Rheumatoid arthritis (RA) is an autoimmune disease in which cartilage in the joints is inflamed and leads to bone mass reduction. RA can also cause inflammation of organs. The reason RA exists is the body’s production of antibodies toward its own tissue, or attacking itself. White blood cells infiltrate the joints and organs causing inflammation, and bone loss. Chemokines are a group of proteins that among other actions, cause inflammation and can play a role in infectious diseases and cancer.
To control RA researchers have concentrated on stopping chemokine activity and the inflammation the protein is responsible for. The site of the protein activity is in cells called fibroblasts that make and distribute collagen in the body. When the body turns against itself and overproduces collagen in the fibroblasts causing inflammation, the result can be RA.
A catechin in green tea (from the Camellia sinensis plant), epigallocatechin-3-gallate (EGCG) has been studied as an anti-inflammatory agent because it can regulate proteins and enzymes responsible for various cell growth factors. Pakozdi and Koch reported that
EGCG reduced the activity of a specific protein labeled MCP-1.1 They also found another specific protein that EGCG blocked labeled MCP-2. Finally, EGCG inhibited activation and distribution of joint fibroblasts, leading to reduced production of collagen. These results indicate a possible use of EGCG for inhibiting the causes of joint inflammation and destruction in RA.
Scientists reported in 2010 that green tea extract (GTE) suppressed cartilage production and inhibited the production of proteins that activate white blood cells.2 Research in human models is needed to verify GTE as a viable anti-inflammatory therapy for RA.

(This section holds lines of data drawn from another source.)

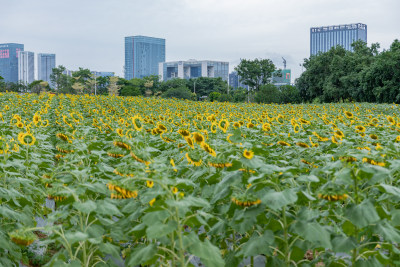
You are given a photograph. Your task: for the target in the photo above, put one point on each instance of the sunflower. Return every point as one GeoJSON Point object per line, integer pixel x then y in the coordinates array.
{"type": "Point", "coordinates": [338, 134]}
{"type": "Point", "coordinates": [190, 142]}
{"type": "Point", "coordinates": [67, 122]}
{"type": "Point", "coordinates": [184, 133]}
{"type": "Point", "coordinates": [283, 143]}
{"type": "Point", "coordinates": [348, 114]}
{"type": "Point", "coordinates": [20, 125]}
{"type": "Point", "coordinates": [373, 136]}
{"type": "Point", "coordinates": [223, 125]}
{"type": "Point", "coordinates": [137, 123]}
{"type": "Point", "coordinates": [208, 149]}
{"type": "Point", "coordinates": [26, 139]}
{"type": "Point", "coordinates": [36, 119]}
{"type": "Point", "coordinates": [172, 162]}
{"type": "Point", "coordinates": [334, 140]}
{"type": "Point", "coordinates": [120, 132]}
{"type": "Point", "coordinates": [220, 165]}
{"type": "Point", "coordinates": [301, 144]}
{"type": "Point", "coordinates": [192, 162]}
{"type": "Point", "coordinates": [149, 184]}
{"type": "Point", "coordinates": [213, 127]}
{"type": "Point", "coordinates": [391, 120]}
{"type": "Point", "coordinates": [62, 137]}
{"type": "Point", "coordinates": [250, 125]}
{"type": "Point", "coordinates": [296, 128]}
{"type": "Point", "coordinates": [266, 127]}
{"type": "Point", "coordinates": [248, 154]}
{"type": "Point", "coordinates": [360, 129]}
{"type": "Point", "coordinates": [162, 127]}
{"type": "Point", "coordinates": [198, 138]}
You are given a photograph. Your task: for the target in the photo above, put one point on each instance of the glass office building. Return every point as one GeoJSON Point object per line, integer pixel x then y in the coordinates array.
{"type": "Point", "coordinates": [142, 56]}
{"type": "Point", "coordinates": [234, 81]}
{"type": "Point", "coordinates": [26, 67]}
{"type": "Point", "coordinates": [46, 64]}
{"type": "Point", "coordinates": [9, 61]}
{"type": "Point", "coordinates": [322, 39]}
{"type": "Point", "coordinates": [282, 78]}
{"type": "Point", "coordinates": [193, 69]}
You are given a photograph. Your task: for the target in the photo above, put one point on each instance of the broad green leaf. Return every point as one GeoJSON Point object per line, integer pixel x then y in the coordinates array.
{"type": "Point", "coordinates": [258, 245]}
{"type": "Point", "coordinates": [85, 207]}
{"type": "Point", "coordinates": [363, 214]}
{"type": "Point", "coordinates": [314, 233]}
{"type": "Point", "coordinates": [141, 254]}
{"type": "Point", "coordinates": [277, 200]}
{"type": "Point", "coordinates": [157, 230]}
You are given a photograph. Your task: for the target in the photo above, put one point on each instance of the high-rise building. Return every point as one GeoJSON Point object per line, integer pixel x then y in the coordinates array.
{"type": "Point", "coordinates": [234, 81]}
{"type": "Point", "coordinates": [282, 78]}
{"type": "Point", "coordinates": [46, 64]}
{"type": "Point", "coordinates": [103, 73]}
{"type": "Point", "coordinates": [192, 69]}
{"type": "Point", "coordinates": [142, 56]}
{"type": "Point", "coordinates": [9, 61]}
{"type": "Point", "coordinates": [26, 67]}
{"type": "Point", "coordinates": [322, 39]}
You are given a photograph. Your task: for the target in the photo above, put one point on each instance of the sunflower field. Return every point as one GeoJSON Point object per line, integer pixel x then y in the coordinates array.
{"type": "Point", "coordinates": [129, 181]}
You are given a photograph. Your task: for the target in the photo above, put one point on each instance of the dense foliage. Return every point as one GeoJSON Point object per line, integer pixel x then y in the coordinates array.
{"type": "Point", "coordinates": [365, 75]}
{"type": "Point", "coordinates": [159, 181]}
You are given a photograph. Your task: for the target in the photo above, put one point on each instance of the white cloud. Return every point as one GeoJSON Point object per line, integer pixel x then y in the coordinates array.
{"type": "Point", "coordinates": [89, 33]}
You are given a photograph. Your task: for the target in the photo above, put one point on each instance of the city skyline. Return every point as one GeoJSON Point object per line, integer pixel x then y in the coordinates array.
{"type": "Point", "coordinates": [212, 30]}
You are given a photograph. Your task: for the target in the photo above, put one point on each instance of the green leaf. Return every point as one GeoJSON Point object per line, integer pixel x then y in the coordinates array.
{"type": "Point", "coordinates": [208, 253]}
{"type": "Point", "coordinates": [258, 245]}
{"type": "Point", "coordinates": [313, 232]}
{"type": "Point", "coordinates": [85, 207]}
{"type": "Point", "coordinates": [363, 214]}
{"type": "Point", "coordinates": [158, 230]}
{"type": "Point", "coordinates": [277, 200]}
{"type": "Point", "coordinates": [108, 248]}
{"type": "Point", "coordinates": [387, 231]}
{"type": "Point", "coordinates": [343, 244]}
{"type": "Point", "coordinates": [142, 254]}
{"type": "Point", "coordinates": [77, 236]}
{"type": "Point", "coordinates": [391, 189]}
{"type": "Point", "coordinates": [104, 207]}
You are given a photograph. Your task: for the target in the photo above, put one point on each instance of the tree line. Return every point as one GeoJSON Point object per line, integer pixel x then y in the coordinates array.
{"type": "Point", "coordinates": [363, 75]}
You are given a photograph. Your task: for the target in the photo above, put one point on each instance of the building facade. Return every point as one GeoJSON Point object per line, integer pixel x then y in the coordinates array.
{"type": "Point", "coordinates": [9, 61]}
{"type": "Point", "coordinates": [193, 69]}
{"type": "Point", "coordinates": [284, 78]}
{"type": "Point", "coordinates": [103, 73]}
{"type": "Point", "coordinates": [26, 67]}
{"type": "Point", "coordinates": [46, 64]}
{"type": "Point", "coordinates": [234, 81]}
{"type": "Point", "coordinates": [322, 39]}
{"type": "Point", "coordinates": [142, 56]}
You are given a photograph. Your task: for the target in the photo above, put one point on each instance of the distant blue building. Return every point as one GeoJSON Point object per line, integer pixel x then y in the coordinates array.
{"type": "Point", "coordinates": [193, 69]}
{"type": "Point", "coordinates": [234, 81]}
{"type": "Point", "coordinates": [103, 73]}
{"type": "Point", "coordinates": [9, 61]}
{"type": "Point", "coordinates": [322, 39]}
{"type": "Point", "coordinates": [46, 64]}
{"type": "Point", "coordinates": [142, 56]}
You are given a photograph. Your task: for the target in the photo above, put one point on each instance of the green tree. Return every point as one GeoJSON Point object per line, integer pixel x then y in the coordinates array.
{"type": "Point", "coordinates": [268, 93]}
{"type": "Point", "coordinates": [181, 93]}
{"type": "Point", "coordinates": [255, 73]}
{"type": "Point", "coordinates": [61, 81]}
{"type": "Point", "coordinates": [289, 94]}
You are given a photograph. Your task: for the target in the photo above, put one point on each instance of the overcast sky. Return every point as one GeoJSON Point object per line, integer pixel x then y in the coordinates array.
{"type": "Point", "coordinates": [90, 33]}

Green Tea and Osteoarthritis
Osteoarthritis (OA) is an inflammatory disease that is primarily age-related. Cartilage cells are activated by certain metabolic products to produce cartilage. Under normal conditions, these cells are responsible for balancing growth and destruction of cartilage structure and tissue functioning. OA develops when abnormal cartilage production and degradation activities occur. It is not well-known what causes these conditions, but researchers are finding pieces of the OA puzzle regularly. A recent clue is that anti-aging therapy may play a supporting role in OA treatment. 3 Aigner and others concluded in 2007 targets for future study include therapies that regulate cartilage synthesis and destruction, give anti-inflammatory qualities to cells and regulate cell death.4
Epigallocatechin-3-gallate (EGCG), due to its previously reported anti-inflammatory qualities, has been tested for use in treating OA. A 2009 journal article reported success in using natural or synthetic EGCG to treat OA. The authors concluded that treatment with EGCG has potential to prevent cartilage destruction by repressing the production of proteins and metabolic products ultimately result in joint inflammation.3 Additional targets for future study include anti-aging strategies might complement existing therapies related to anabolism, catabolism, inflammation, and apoptosis-processes that are integral to the pathogenesis of osteoarthritis.
A study reported in early 2010 the potential anti-inflammatory benefits of a combination of avocado and soybean oils (known as ASU) with EGCG.5 The researchers used an equine model and found an enhanced anti-inflammatory effect on cartilage-producing cells when EGCG and ASU were given together. They concluded that the combination may be a useful therapy for OA.
1Regulation of interleukin-1beta-induced chemokine production and matrix metalloproteinase 2 activation by epigallocatechin-3-gallate in rheumatoid arthritis synovial fibroblasts. Ahmed S, Pakozdi A, Koch AE. Arthritis Rheum. 2006. 54(8):2393-2401.
2Green tea extract inhibits chemokine production, but up-regulates chemokine receptor expression, in rheumatoid arthritis synovial fibroblasts and rat adjuvant-induced arthritis
H. Marotte, J. H. Ruth, P. L. Campbell, A. E. Koch, S. Ahmed. Rheumatology. 2010. 49(3): 467-79.
3Green tea polyphenol epigallocatechin-3-gallate inhibits advanced glycation end product-induced expression of tumor necrosis factor-alpha and matrix metalloproteinase-13 in human chondrocytes. Rasheed, Z; Anbazhagan, AN; Akhtar, N; Ramamurthy, S; Voss, FR and Haqqi, TM. Arthritis Res Ther. 2009. 11(3):R71.
4Mechanisms of disease: role of chondrocytes in the pathogenesis of osteoarthritis–structure, chaos and senescence. Aigner, T; Söder, S; Gebhard, PM; McAlinden, A and Haag, J. Nat Clin Pract Rheumatol. 2007. 3(7):391-9.
5Inhibition of cyclooxygenase-2 expression and prostaglandin E2 production in chondrocytes by avocado soybean unsaponifiables and epigallocatechin gallate. Heinecke LF, Grzanna MW, Au AY, Mochal CA, Rashmir-Raven A, Frondoza CG. Osteoarthritis Cartilage. 2010. 18(2):220-7.